You would think that there is nothing to fear in Bioshock 2 given you play as a Big Daddy who has access to superior plasmids, tonics and weapons. Wrong. There is still plenty to fear in Rapture. Splicers, who are people driven insane by uncontrolled genetic manipulation and only care about getting their next fix of ADAM, have had the last several years to gather supplies and further evolve their genetic makeup. They are more likely to use their own variation of plasmids against you, carry weapons and gang up on you. There is even a new variation of splicers who have become supersized. Even the Big Daddies have evolved but none of these will strike more fear into you than one foe in particular. There is only one enemy that like many others, I came to fear and dread encountering above any other – the Big Sister. The dangerous and unpredictable counterpart of the Big Daddy.

The story focuses more on who/what Subject Delta is and why you do the things you do, and not why the city failed in its purpose of being a utopia or what a splicer is. The approach works well, driving the action with a clear purpose and momentum. You can even find scattered audio diaries throughout Rapture, each diary entry adds more detail to the happenings of Rapture and the people involved.


Bioshock 2 even introduces moral choices, similar to Bioshock 1 but with a clearer approach. These often usually involve the fate of the little sisters, whether to harvest them for ADAM or to save them. However, you will meet a few people who you can decide whether to kill them or spare them despite their actions towards you. Your choices will influence the ending of the game and Eleanor’s personality.

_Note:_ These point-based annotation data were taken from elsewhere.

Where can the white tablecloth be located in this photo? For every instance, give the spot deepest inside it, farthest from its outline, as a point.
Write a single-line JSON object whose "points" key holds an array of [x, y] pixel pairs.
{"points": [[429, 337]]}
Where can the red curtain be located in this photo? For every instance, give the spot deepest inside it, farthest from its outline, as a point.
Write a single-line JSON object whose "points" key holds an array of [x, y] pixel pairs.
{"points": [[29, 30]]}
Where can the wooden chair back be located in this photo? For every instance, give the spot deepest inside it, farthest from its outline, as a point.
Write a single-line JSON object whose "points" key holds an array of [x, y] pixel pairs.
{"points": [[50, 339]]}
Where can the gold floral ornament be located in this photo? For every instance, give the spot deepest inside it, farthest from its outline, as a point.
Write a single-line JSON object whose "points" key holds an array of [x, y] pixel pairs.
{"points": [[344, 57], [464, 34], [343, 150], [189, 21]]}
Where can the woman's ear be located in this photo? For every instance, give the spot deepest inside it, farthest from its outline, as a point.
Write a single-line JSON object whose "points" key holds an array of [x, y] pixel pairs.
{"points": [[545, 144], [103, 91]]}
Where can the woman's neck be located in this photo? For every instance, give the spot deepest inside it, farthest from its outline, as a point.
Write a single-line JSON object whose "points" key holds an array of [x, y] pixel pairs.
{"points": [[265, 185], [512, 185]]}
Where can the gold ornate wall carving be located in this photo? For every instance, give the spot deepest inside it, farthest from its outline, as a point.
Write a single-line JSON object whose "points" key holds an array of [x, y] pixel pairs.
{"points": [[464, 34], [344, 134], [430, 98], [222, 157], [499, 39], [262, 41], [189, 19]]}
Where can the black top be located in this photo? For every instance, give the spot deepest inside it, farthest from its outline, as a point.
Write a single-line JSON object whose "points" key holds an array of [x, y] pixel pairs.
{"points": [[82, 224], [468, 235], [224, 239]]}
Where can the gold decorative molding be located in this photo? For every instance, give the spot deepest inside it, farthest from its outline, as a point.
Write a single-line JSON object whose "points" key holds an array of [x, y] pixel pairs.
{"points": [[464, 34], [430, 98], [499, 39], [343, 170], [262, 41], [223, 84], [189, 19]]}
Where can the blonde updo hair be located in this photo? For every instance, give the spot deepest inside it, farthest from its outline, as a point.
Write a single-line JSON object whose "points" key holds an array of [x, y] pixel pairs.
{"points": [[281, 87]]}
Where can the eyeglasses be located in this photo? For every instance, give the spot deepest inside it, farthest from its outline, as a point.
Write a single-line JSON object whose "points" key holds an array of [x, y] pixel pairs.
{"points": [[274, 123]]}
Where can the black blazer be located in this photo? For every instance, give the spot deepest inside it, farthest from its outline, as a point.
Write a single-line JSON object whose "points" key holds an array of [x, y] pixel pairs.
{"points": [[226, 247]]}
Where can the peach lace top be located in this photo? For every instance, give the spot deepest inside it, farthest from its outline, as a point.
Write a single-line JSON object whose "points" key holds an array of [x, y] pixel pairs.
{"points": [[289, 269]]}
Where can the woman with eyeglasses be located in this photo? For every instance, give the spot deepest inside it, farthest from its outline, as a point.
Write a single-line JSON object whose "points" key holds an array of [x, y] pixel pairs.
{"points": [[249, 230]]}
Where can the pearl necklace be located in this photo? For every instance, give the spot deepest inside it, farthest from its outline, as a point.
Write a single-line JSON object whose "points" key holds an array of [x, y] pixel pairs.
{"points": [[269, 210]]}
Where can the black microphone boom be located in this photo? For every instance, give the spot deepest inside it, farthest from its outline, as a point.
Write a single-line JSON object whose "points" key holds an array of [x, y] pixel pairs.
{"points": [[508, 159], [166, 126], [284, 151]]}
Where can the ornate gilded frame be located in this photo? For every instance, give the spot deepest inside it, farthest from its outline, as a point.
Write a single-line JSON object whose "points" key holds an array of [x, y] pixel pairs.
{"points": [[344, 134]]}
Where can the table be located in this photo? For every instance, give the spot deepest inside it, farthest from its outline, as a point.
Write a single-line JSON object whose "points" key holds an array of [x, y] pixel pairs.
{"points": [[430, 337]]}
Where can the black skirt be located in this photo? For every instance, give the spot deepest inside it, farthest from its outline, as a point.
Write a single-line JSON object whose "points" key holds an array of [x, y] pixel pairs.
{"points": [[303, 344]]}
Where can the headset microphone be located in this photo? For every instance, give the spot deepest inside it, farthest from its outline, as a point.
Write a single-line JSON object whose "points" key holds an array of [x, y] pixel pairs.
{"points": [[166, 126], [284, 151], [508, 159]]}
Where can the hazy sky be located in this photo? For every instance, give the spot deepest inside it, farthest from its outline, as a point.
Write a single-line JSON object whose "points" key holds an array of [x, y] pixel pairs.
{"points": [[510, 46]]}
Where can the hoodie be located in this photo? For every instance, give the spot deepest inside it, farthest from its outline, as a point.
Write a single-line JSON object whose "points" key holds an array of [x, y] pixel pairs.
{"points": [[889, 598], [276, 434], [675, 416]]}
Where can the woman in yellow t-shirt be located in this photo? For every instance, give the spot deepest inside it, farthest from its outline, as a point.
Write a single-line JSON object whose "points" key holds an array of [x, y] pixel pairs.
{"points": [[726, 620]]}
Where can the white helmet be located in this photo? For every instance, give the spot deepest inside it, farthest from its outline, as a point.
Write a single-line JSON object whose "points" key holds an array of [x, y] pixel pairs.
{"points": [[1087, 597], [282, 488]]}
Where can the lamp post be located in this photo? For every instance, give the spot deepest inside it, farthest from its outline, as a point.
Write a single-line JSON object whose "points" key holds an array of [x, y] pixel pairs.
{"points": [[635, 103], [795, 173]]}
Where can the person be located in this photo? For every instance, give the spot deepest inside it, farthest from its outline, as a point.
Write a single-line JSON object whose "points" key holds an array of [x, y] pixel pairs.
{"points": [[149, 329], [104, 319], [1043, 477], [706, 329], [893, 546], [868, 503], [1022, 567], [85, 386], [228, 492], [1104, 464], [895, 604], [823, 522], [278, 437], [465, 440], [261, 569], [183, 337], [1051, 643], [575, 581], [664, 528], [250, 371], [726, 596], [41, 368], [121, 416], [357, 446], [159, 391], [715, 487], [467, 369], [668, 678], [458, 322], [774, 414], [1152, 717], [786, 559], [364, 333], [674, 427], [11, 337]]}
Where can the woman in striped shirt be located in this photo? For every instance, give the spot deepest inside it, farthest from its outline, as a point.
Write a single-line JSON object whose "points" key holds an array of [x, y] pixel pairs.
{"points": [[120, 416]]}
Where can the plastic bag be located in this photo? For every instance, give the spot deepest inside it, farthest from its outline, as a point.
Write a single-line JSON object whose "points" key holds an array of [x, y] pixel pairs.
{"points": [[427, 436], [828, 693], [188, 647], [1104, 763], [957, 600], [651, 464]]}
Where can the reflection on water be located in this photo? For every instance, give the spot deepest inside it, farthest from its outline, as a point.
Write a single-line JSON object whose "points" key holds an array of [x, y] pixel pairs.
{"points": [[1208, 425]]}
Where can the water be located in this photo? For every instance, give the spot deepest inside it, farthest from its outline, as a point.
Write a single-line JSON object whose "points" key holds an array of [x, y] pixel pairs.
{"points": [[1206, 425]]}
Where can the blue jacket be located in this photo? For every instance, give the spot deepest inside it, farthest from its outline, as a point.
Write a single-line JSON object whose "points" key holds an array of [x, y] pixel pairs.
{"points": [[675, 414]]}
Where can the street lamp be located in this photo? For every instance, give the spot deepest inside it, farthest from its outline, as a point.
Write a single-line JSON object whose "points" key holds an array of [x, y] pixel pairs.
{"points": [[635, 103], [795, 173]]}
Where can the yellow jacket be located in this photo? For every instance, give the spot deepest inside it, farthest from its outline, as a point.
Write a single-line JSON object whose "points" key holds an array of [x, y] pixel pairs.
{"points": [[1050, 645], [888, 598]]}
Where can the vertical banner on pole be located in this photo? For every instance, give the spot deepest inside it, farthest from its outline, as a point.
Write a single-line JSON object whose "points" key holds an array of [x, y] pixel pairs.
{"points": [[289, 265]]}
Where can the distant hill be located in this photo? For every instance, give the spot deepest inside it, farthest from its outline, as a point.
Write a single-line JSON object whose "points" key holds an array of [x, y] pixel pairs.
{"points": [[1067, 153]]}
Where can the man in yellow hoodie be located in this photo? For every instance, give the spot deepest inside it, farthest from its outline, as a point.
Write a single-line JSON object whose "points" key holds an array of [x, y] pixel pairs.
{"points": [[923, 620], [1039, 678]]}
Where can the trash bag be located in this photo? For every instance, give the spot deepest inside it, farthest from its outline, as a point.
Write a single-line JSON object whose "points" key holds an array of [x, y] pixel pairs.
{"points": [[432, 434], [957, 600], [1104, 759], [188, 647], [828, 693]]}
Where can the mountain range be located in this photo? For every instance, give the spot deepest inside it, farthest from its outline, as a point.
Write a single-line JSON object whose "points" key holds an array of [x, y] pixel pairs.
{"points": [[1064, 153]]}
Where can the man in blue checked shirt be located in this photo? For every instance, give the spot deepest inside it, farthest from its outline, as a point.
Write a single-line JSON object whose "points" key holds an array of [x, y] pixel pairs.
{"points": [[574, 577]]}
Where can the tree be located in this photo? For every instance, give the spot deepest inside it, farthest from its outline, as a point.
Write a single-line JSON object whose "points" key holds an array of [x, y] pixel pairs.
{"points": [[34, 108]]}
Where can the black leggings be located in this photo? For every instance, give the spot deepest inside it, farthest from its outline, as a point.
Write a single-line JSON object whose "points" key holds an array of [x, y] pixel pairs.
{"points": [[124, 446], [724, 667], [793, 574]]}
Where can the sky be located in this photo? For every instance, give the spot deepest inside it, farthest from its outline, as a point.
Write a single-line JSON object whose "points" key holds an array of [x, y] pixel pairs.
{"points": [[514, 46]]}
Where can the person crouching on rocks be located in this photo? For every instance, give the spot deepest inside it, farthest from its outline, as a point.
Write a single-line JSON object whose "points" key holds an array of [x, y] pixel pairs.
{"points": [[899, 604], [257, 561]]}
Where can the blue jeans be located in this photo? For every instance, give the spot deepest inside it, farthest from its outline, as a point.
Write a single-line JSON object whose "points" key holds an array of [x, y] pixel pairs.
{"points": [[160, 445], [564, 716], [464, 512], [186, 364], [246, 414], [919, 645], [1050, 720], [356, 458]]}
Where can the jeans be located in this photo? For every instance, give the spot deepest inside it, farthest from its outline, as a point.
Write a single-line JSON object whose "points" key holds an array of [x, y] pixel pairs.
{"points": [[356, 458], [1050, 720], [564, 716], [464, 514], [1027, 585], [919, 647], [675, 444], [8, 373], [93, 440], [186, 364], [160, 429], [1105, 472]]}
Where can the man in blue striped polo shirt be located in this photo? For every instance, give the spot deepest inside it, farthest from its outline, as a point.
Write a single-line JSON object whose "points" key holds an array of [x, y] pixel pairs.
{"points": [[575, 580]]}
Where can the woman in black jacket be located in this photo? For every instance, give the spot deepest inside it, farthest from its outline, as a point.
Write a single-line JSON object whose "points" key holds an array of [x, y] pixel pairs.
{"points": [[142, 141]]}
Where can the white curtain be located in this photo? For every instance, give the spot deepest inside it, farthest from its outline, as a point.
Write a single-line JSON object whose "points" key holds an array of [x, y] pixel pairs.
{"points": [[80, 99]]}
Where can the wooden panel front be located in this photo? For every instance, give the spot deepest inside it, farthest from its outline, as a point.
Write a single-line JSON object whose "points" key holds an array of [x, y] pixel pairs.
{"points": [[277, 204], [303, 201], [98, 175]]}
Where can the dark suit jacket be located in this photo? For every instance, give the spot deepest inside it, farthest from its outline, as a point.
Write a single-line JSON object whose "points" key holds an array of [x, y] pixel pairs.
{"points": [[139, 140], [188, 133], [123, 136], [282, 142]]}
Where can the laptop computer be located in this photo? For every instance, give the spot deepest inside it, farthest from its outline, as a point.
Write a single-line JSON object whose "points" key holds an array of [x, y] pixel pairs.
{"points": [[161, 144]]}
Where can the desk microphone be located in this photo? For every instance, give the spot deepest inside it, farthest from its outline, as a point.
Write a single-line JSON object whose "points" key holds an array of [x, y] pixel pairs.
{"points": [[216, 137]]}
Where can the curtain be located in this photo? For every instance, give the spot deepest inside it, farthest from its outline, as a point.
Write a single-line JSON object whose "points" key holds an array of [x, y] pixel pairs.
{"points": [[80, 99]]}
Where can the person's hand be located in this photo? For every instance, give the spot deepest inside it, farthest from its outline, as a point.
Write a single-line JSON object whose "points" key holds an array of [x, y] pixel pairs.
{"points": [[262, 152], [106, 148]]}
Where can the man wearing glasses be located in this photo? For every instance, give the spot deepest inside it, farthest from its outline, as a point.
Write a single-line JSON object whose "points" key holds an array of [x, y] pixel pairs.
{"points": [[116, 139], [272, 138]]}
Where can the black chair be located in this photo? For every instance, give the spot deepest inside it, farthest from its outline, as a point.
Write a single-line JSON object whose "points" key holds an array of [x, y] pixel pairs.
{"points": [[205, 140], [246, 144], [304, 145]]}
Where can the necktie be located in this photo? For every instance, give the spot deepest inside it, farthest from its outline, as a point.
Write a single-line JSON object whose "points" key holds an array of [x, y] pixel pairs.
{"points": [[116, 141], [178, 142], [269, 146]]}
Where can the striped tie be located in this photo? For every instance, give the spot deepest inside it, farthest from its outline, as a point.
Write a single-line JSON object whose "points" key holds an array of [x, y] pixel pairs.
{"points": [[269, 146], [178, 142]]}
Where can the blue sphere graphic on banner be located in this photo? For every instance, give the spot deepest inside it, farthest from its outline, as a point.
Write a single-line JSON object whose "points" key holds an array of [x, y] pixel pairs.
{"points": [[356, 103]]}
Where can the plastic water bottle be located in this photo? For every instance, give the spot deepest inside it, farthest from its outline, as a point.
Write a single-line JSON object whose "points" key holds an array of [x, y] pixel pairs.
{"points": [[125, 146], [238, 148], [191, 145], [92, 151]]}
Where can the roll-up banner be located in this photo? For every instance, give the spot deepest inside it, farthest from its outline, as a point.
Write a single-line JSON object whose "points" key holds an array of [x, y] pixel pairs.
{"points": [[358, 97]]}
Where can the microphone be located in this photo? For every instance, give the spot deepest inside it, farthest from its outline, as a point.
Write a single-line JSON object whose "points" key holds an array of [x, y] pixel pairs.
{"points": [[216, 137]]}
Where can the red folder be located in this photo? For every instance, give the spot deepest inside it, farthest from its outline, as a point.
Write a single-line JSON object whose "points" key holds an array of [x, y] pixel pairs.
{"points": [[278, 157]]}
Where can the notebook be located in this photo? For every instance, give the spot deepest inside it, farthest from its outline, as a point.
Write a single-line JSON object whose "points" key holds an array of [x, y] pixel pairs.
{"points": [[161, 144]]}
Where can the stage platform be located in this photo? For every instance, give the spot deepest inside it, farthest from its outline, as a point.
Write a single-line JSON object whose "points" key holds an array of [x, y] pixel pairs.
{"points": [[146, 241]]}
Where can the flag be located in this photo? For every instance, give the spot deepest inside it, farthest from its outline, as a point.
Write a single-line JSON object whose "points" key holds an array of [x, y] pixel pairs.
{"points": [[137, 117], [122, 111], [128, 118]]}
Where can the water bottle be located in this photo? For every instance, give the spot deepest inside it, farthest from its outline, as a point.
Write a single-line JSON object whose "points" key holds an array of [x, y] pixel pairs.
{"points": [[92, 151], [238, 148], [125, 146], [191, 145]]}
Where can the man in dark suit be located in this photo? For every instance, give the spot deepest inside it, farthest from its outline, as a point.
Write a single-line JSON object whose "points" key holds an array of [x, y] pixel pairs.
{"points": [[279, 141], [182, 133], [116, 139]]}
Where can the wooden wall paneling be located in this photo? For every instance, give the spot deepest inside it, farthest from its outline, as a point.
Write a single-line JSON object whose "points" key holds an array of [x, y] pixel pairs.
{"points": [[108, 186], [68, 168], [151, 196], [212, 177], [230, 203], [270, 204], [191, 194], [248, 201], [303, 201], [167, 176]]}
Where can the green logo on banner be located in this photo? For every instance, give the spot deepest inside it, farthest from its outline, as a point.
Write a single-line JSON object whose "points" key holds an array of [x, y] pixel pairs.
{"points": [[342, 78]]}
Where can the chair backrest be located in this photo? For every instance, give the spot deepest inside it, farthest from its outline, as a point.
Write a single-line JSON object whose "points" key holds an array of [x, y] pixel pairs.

For those who have played Bioshock 1, the game is going to be a very familiar experience. Bioshock 2 has a more focused story-line with many improvements to the game that make it easier to understand and playable. The major feeling of mystery and awe from Bioshock 1 while not completely lost, suffered a bit in transition but the addition of a moral choice and Rapture’s strength of being the key setting makes the experience playing the game extremely rewarding. It has great lasting appeal with great gameplay, graphics, sound and presentation making it one of the best gaming experiences I had. I am definitely curious about what happened to Dr. Tenenbaum who plays a major role in Bioshock 1 and a somewhat minor in Bioshock 2. However, more about her fate is explained in the official addon for Bioshock 2 called Minerva’s Den which I do not have nor able to afford. Which is a bummer since I did want to keep going to find out whether she found the redemption she so desperately sought after for her immoral actions many years ago. Maybe one of these days I will be able to save enough money to buy the dlc and revisit Rapture, the fallen underwater utopia to find out her ultimate fate.